Cells precultured in 0.2% collagen gels under hypoxic conditions exhibited an enhanced osteogenic potential. Indeed, a significantly higher Alizarin Red stain (representative of mineral deposition and indicative of osteogenic differentiation) was observed in cells precultured in the 0.2% collagen gels relative to cells precultured in 2D monolayers (p < 0.001) (Figure 5B). Interestingly, no significant differences were observed in the expression of the osteogenic transcription marker, RUNX2, between the induced and control samples in both precultured conditions.

With regards to the cell’s adipogenic potential, positive Oil Red O stain indicative of lipid droplets were observed in both conditions (ns). A significant increase in FABP4 gene expression (p < 0.01) was observed in the adipogenic induced samples compared to control in both precultured conditions (Figure 5C).

Rheological characteristics of a SSC promoting environment

To further characterize the 0.2% collagen gel as a platform for directing an SSC identity of AMSCs, the gel was measured for its rheological properties to provide a stiffness measurement as a means of correlating the effect of collagen density and material stiffness on AMSC behavior. In addition, the presence of AMSCs to the gel and their effect on the rheological properties of the matrices were also measured. 0.2% collagen gels exhibited a Young’s Elastic modulus ranging between 43 to 70 Pa. The addition of cells did not significantly alter the gels resistance to deformation within an hour of seeding, exhibiting Youngs’ Elastic moduli measurements ranging between 42.78 and 80 Pa.
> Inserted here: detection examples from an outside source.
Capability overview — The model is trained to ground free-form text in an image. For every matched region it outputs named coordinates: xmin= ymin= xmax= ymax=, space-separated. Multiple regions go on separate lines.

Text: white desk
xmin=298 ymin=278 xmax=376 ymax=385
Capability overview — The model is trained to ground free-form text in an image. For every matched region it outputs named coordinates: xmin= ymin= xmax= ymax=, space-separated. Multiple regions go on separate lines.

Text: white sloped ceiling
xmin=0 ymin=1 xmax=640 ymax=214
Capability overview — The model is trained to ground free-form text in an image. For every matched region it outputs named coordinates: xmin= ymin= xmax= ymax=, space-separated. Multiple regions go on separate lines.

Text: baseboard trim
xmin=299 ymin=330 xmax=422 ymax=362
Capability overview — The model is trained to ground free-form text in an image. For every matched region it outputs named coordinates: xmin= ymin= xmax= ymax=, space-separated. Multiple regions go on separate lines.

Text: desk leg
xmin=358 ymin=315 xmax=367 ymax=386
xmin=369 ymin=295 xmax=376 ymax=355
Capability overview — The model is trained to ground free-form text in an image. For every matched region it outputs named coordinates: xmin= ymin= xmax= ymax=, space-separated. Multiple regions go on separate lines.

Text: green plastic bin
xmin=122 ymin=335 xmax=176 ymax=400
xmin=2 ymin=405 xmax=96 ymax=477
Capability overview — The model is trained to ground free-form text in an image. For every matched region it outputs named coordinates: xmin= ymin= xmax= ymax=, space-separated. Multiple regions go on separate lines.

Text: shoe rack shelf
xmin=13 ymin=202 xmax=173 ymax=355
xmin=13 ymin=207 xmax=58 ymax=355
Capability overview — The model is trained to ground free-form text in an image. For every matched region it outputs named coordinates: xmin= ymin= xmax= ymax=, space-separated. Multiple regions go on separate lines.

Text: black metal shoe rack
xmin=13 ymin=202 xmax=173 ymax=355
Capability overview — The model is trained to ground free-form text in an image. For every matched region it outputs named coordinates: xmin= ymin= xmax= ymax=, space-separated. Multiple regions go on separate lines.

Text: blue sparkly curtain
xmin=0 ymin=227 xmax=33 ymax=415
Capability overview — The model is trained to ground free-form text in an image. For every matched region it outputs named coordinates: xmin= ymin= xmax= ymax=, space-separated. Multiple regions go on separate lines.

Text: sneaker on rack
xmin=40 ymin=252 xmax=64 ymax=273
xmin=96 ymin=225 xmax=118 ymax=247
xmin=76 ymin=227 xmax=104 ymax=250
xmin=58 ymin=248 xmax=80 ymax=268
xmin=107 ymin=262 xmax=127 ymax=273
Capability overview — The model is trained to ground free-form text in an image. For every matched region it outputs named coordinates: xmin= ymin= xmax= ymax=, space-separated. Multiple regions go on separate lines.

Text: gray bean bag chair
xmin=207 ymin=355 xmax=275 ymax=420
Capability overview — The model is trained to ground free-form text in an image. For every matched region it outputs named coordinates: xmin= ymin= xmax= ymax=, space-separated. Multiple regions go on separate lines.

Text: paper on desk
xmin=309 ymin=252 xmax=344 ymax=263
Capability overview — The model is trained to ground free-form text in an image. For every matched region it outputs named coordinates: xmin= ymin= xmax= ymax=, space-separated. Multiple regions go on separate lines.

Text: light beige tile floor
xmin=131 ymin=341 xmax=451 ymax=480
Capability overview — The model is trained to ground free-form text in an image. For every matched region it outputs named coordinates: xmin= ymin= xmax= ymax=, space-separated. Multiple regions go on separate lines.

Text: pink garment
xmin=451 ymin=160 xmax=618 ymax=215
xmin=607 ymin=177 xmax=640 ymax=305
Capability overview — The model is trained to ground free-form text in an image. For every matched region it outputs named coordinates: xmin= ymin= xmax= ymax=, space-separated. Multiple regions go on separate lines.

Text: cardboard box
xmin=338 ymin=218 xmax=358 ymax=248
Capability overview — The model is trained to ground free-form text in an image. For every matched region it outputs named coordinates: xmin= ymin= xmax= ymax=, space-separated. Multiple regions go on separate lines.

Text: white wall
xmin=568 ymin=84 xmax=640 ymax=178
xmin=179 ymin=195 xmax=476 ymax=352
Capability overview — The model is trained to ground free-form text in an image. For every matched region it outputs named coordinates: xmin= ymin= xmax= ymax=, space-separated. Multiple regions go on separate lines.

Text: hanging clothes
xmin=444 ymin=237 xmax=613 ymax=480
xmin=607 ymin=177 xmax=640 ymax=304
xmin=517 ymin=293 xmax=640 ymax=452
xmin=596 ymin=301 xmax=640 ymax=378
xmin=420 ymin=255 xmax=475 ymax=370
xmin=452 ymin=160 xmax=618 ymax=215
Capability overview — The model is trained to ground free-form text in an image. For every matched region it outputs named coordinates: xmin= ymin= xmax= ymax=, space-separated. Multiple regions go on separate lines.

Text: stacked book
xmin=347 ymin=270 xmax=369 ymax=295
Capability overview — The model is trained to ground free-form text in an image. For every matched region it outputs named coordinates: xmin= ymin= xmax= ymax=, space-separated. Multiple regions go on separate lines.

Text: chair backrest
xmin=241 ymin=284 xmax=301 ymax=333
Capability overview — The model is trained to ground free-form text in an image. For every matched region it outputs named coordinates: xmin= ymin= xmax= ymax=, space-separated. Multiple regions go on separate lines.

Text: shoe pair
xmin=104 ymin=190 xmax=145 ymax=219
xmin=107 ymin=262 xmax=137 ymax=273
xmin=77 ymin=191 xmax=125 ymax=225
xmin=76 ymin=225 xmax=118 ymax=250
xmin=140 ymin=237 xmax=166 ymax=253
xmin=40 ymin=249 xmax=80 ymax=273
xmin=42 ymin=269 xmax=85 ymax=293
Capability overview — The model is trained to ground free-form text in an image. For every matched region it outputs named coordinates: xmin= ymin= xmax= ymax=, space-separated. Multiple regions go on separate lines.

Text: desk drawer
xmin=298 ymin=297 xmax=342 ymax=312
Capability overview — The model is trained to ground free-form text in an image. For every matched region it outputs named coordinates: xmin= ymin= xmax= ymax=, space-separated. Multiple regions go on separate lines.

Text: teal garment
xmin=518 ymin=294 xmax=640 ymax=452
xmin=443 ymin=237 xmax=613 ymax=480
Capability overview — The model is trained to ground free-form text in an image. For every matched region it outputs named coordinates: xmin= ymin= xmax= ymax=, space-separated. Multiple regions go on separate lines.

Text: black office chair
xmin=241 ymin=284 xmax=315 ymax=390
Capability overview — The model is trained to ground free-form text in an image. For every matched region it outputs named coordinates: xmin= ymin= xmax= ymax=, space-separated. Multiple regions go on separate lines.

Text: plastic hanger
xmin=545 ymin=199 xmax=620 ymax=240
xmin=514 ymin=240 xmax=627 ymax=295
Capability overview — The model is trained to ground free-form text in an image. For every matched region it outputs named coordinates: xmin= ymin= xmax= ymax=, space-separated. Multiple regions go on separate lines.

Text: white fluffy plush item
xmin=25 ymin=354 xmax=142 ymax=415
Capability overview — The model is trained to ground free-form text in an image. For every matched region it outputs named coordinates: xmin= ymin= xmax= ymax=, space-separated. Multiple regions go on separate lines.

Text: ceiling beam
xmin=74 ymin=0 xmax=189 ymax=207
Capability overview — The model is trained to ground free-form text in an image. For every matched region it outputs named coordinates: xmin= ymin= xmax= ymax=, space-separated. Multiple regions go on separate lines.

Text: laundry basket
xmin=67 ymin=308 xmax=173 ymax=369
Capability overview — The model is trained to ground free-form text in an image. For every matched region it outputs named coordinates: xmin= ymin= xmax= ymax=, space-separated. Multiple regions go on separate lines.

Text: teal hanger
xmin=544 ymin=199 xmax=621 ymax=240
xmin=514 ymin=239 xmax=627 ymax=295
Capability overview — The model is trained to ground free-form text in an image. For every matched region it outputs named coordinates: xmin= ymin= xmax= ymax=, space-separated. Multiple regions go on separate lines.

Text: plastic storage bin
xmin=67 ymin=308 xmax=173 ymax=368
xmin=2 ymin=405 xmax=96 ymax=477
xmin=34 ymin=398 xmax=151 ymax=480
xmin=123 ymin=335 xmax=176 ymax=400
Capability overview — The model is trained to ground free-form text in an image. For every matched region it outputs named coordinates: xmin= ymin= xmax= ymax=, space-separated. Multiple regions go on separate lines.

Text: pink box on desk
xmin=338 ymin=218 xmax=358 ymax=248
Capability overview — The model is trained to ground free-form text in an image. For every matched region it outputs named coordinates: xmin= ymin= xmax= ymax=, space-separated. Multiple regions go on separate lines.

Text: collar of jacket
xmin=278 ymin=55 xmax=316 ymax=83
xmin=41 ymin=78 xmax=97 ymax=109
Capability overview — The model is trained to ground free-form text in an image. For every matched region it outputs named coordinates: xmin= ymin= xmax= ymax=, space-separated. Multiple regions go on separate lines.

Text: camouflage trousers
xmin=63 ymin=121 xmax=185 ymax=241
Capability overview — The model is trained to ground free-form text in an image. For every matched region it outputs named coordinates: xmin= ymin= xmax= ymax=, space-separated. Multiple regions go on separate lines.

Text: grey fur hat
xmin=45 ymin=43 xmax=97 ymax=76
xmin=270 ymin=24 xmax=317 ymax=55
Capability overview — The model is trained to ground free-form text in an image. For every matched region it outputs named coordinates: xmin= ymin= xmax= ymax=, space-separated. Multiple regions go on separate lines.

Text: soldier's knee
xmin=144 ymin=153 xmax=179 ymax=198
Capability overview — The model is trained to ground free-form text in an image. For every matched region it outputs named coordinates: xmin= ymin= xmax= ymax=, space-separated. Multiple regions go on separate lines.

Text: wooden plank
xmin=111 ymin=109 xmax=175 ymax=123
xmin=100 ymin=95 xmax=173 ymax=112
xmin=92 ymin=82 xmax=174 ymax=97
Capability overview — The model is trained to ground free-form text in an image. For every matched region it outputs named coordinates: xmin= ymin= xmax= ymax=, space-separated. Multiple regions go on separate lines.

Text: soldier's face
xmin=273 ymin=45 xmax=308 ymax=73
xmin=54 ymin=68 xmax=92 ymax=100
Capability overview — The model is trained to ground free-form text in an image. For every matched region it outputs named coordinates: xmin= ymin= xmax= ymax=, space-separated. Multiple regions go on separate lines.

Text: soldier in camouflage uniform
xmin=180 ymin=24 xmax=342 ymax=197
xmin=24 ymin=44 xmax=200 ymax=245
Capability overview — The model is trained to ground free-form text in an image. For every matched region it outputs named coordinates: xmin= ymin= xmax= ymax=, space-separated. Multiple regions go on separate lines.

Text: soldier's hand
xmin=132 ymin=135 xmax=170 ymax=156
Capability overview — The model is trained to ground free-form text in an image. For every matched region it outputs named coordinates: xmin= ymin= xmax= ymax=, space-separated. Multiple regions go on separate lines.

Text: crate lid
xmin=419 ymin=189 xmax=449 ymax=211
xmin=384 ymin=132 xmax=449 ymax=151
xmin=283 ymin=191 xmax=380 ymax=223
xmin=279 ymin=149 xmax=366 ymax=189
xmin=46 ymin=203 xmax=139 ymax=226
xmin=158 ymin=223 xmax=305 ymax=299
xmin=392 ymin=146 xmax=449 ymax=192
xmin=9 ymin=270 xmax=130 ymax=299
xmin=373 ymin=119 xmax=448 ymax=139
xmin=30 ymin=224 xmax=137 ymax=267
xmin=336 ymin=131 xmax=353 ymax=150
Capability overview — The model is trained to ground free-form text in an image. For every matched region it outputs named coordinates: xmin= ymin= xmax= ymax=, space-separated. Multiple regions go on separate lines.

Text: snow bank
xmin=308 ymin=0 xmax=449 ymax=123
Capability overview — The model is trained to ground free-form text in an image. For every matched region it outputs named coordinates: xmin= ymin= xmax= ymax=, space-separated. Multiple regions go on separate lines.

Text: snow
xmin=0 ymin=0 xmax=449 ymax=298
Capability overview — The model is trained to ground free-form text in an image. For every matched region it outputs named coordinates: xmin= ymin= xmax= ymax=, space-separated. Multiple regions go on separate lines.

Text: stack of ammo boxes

However, 6 hours after cell seeding, a significant increase in resistance to matrix deformation was detected compared to acellular 0.2% collagen gels (p < 0.001) and gels within an hour of seeding (p < 0.001), exhibiting measurements ranging between 76 and 100 Pa (Figure 6).

Figure 6

Rheological characterization of the SSC promoting 0.2% collagen type I gel

Stiffness measurements of the 0.2% collagen type I gel with and without AMSCs. Stiffness measurements conducted on acellular gels (black dotted line) and cellular gels within 1 hour of seeding (Red) and 6 hours post seeding (Blue) (Statistical analysis performed using one-way analysis of variance, uncorrected Fisher’s least significant difference; ∗∗∗p < 0.001; n = 3).

Discussion

Through the adoption of a reductionist approach and by deconstructing the complex in vivo cell environment, we are beginning to understand the tremendous impact of environmental factors, including mechanical forces, in regulating cell behavior. Although it has been reported that variations in collagen density can regulate cell behavior (Trappmann et al., 2012; Joshi et al., 2017), synergies with the effect of oxygen tension have not yet been investigated thoroughly. Herein, we show that culturing AMSCs within 0.2% collagen gels under hypoxic conditions results in the emergence of a skeletal stem cell profile. As these cells migrate between 10% and 0.2% collagen matrices, they alter the expression of early skeletal stem cell markers and lineally transitioned mature markers of their progeny. Fundamentally, this provides a novel approach to trigger skeletal reprogramming of human AMSCs.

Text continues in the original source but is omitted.